Medical marijuana: effects on pediatric patients with autism and the developing brain

Virginia Thornley, M.D., Neurologist, Epileptologist

@VThornleyMD

May 6, 2018

Introduction

Medical cannabis is being more and more commonly used in medical conditions specifically neurological. The CB1 receptor is found predominantly within the nervous system and in a few other organs on a lesser basis. The CB2 receptor is mainly in the immune system and found in other organs to a lesser extent.

Recent arguments have arisen promoting medical cannabis in children particularly in those with autism and attention deficit hyperactivity disorder.  It has already been well-established in patients with epilepsy. However, the effects on the developing brains of children have not yet been well-documented as it is not yet widely used or studied in the pediatric population. There are many animal models but this does not always correspond to translate into similar human findings.

Effect in autism in animal models and clinical studies

A current topic of debate is not only using THC in pediatric patients but those with autism. Autism is part of the pervasive developmental disorder consisting of social inhibition and isolation including poor eye contact, delayed language skills, aggressive behavior and may be characterized as having stereotypies such as flapping of the arms. Self-injury, eating and sleep disorders may occur. The etiology may be related to genetic, neurobiochemical or environmental and the exact cause is unclear.
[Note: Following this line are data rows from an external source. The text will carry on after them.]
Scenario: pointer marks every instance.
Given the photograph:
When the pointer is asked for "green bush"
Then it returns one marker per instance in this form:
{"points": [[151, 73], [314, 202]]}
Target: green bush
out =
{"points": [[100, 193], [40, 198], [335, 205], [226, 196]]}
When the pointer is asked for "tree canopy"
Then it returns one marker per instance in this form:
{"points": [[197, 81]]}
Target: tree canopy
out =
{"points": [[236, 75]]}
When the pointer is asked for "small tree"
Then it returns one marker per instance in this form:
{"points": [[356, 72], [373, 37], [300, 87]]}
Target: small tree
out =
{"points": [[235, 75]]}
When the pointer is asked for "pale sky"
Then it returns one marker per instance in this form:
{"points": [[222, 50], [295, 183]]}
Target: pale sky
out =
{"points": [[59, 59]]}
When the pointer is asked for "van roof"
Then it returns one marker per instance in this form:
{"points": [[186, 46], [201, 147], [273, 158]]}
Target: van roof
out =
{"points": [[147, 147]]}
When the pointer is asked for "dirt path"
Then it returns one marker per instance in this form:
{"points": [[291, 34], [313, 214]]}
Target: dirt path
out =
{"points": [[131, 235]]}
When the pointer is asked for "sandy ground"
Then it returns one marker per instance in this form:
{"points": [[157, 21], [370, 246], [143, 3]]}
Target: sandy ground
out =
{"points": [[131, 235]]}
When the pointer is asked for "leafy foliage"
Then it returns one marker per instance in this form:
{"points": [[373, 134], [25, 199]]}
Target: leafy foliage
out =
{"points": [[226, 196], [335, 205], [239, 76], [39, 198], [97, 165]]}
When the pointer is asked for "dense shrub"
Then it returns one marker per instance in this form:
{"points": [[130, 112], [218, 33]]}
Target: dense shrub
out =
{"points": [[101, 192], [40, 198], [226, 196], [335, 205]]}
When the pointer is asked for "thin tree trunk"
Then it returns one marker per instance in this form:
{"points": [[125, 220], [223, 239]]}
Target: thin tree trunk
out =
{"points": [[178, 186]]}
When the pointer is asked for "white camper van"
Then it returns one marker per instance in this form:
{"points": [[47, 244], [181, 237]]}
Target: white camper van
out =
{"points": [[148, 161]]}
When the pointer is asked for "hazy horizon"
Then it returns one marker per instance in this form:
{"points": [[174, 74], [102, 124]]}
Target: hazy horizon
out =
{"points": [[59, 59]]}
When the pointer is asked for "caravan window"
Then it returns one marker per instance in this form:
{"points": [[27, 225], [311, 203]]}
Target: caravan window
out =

In one animal model study, mice with induced Dravet syndrome-like symptoms was noted to improve in autistic-like social interactions with the addition of low dose cannabidiol (2) of 10mg/kg. At low doses, the DS mice interacted more with stranger mice. At higher doses, this was not noted. Dravet syndrome is a type of epileptic syndrome affecting the SCN1A gene causing medically refractory seizures combined with autism.  However, this was an animal model. Scientific studies do not necessarily translate into positive human clinical results.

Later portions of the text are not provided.